Thinking from a moral standpoint, i.e. considering the spirit of the law instead of merely the letter, I believe the guiltiest part here was the sysadmin who set the trap. He was an experienced computer professional who induced a somewhat confused teen to commit an illegal act.

Re:Enough with the political correctness!

[AndrewHowe]

Then what are "I" and "you"?
You clearly don't know what you are talking about, because the case (you said nominative) is irrelevant here.
It's in the third person singular that English has gender specific pronouns, and that goes for nominative (he/she), oblique (him/her) and genitive (his/her).
So who is the fool?

Kid wants to hide his screenshots.

[Shanep]

As of the 13th of July, our script kid friend wants to hide his screenshots section for some reason.

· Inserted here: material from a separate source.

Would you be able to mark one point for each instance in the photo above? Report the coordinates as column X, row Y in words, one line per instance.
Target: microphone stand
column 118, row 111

Too bad Google has it cached.

Re:Kid wants to hide his screenshots.

[Shanep]

I think you've been given a bit of a bad wrap here.

Script kiddying is nothing to be proud of, but I don't think it's anything to be ashamed of either. People who take care of servers on the net, who don't keep them patched should be ashamed. Before someone jumps down my throat, I'm not refering to the Honeypot, it did what it was supposed to do, I'm refering to real production servers.

If it were'nt for root kits, there would be less desire to keep secure, as a believe real hackers are a rarity amongst all the script kids. Script kids keep admins on their toes. Kids will be kids.

Mirror site of the whitepaper

[mikeanuzis]

For those interested the site the whitepaper was on has been temporarily disabled by the web hosting company due to too much traffic.

Another copy of the whitepaper is available at:
http://www.anuzisnetworking.com/whitepapers/

And to verify, yes it was in fact me who posted the above apology. --Michael Anuzis

Re:active honeypot - 200.49.83.130

[ZigMonty]

The IP's host name is host083130.metrored.net.ar if anyone cares. ar is Argentina isn't it? It looks like a dialup or other home connection. It certainly isn't www.whitehouse.gov or anything like that.